Reputation: 5004
I wanted to match contents inside the parentheses (one with "per contract", but omit unwatned elements like "=" in the 3rd line) like this:
1/100 of a cent ($0.0001) per pound ($6.00 per contract) and
.001 Index point (10 Cents per contract) and
$.00025 per pound (=$10 per contract)
I'm using the following regex:
r'.*?\([^$]*([\$|\d][^)]* per contract)\)'
This works well for any expression inside the parentheses which starts of with a $
, but for the second line, it omits the 1
from 10 Cents
. Not sure what's going on here.
Upvotes: 0
Views: 87
Reputation: 50190
for the second line, it omits the 1 from 10 Cents.

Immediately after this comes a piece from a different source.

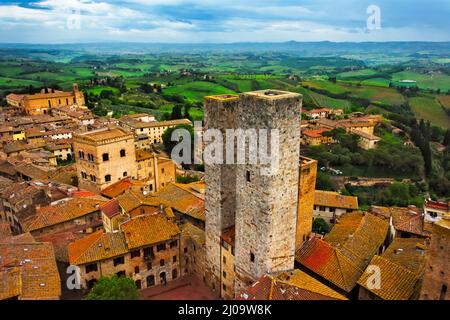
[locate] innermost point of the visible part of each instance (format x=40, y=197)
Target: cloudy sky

Not sure what's going on here.
What's going on is that [^$]*
is greedy: It'll happily match digits, and leave just one digit to satisfy the [\$|\d]
that follows it. (So, if you wrote (199 cents
you'd only get 9
). Fix it by writing [^$]*?
instead:
r'.*?\([^$]*?([\$|\d][^)]* per contract)\)'
Upvotes: 1
Reputation: 2188
This will match the output you specified in your comments:
re.search('\((([^)]+) per contract)\)', str).group(1)
Upvotes: 0
Reputation: 89547
You can use:
r'(?<=\()[^=][^)]*? per contract(?=\))'
Upvotes: 0
Reputation: 191729
You could probably use a less specific regex
re.findall(r'\(([^)]+) per contract\)', str)
This will match the "$6.00" and the "10 Cents."
Upvotes: 2